Così come McDonald’s anche il produttore di birra danese Carlsberg ha registrato, seppur lieve, un aumento del fatturato trimestrale grazie all’aumento dei prezzi che ha compensato un calo delle vendite estive a causa del maltempo.
Intanto, però, una serie di fattori minacciano il futuro della birra e dei tradizionali pub inglesi.
I RISULTATI TRIMESTRALI
Dai risultati trimestrali pubblicati oggi emerge che da luglio a settembre Carlsberg ha registrato un fatturato di 20,3 miliardi di corone (2,7 miliardi di euro), in crescita dello 0,27% rispetto allo stesso periodo del 2022.
I volumi di birra però sono diminuiti del 2,1% nel terzo trimestre, a 29 milioni di ettolitri, rispetto ai 29,3 milioni dello stesso periodo dell’anno scorso. La flessione delle vendite, tuttavia, è stata compensata da prezzi di vendita per ettolitro più elevati.
Pur non comunicando i profitti trimestrali, il gruppo ha confermato la previsione di una crescita organica dell’utile operativo compresa tra il 4 e il 7% quest’anno.

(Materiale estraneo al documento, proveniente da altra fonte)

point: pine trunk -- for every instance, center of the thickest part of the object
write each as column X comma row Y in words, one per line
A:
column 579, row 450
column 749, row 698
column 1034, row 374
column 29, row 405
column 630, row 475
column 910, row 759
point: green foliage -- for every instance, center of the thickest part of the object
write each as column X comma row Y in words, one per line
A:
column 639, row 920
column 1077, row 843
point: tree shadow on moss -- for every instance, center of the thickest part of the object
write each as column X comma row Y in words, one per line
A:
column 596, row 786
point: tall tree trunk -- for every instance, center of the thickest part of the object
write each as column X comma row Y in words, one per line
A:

CAUSE, CONSEGUENZE E PREVISIONI
Il calo, spiega la nota diffusa dal gruppo, è in parte spiegato dal “clima freddo e umido, in particolare nei mesi di luglio e agosto” ma anche “dalla debole domanda dei consumatori”.

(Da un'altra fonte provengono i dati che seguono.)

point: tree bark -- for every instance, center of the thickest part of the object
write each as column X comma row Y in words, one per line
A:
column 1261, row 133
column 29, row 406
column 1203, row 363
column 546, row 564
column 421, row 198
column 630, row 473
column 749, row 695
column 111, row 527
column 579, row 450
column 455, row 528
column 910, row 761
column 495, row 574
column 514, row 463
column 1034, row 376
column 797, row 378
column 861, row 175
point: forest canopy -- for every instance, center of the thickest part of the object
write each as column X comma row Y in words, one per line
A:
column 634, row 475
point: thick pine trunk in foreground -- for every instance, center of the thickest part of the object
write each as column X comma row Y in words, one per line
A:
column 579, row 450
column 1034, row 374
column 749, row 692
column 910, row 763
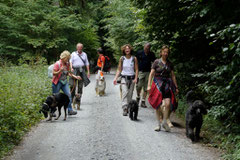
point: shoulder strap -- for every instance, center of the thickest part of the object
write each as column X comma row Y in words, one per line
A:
column 81, row 59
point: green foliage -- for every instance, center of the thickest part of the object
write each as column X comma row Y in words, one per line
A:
column 22, row 91
column 204, row 38
column 124, row 25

Seppur in linea con le aspettative, i risultati hanno portato il terzo produttore di birra al mondo ad annunciare che “la debolezza del sentimento dei consumatori in Europa e nel Sud-Est asiatico potrebbe avere un impatto negativo sui mercati della birra”.

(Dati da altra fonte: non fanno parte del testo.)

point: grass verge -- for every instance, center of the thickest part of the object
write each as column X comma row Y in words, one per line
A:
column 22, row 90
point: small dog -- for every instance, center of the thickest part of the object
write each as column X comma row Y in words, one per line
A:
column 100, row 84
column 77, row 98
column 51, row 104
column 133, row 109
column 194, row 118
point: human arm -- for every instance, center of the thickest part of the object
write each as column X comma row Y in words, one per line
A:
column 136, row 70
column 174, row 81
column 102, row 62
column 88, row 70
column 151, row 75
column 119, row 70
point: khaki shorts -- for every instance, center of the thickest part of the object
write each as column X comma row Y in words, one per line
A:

Carlsberg ha infatti spiegato che la domanda di birra nel quarto trimestre rischia di essere influenzata dalla debolezza dell’economia nel Sud-Est asiatico, nonostante la ripresa post-Covid in Cina, e dalla scarsa fiducia dei consumatori in Europa.
Intanto, l’Agi riferisce che questa mattina il titolo ha perso l’1,91% alla Borsa di Copenaghen.
LA CRISI DELLA BIRRA (E DEI PUB)
Ma le nuvole preannunciate da Carlsberg sono un brutto presagio anche per i pub, che nel Regno Unito, patria di questi luoghi di ritrovo, sono già da mesi in grave difficoltà. Nella prima metà del 2023, infatti, scriveva a fine agosto il Guardian, quasi 400, cioè circa 2 al giorno, hanno chiuso definitivamente i battenti in Inghilterra e Galles, un numero pari quasi a quello dell’intero 2022.
Con l’aumento dell’80% dei costi dell’energia rispetto all’anno scorso, un contesto di bassa crescita, alta inflazione e alti tassi di interesse e una possibile modifica delle aliquote commerciali annunciata dal governo per l’inizio del 2024, i gestori dei pub dicono di essere con le spalle al muro.
E le previsioni non sembrano lasciare molte speranze. Secondo un report di Frontier Economics, altri 750 pub sono destinati a chiudere nella prima metà del 2024. I dati riportati riferiscono inoltre che quest’anno le bollette dell’elettricità erano il 300% più alte rispetto ai livelli pre-Covid.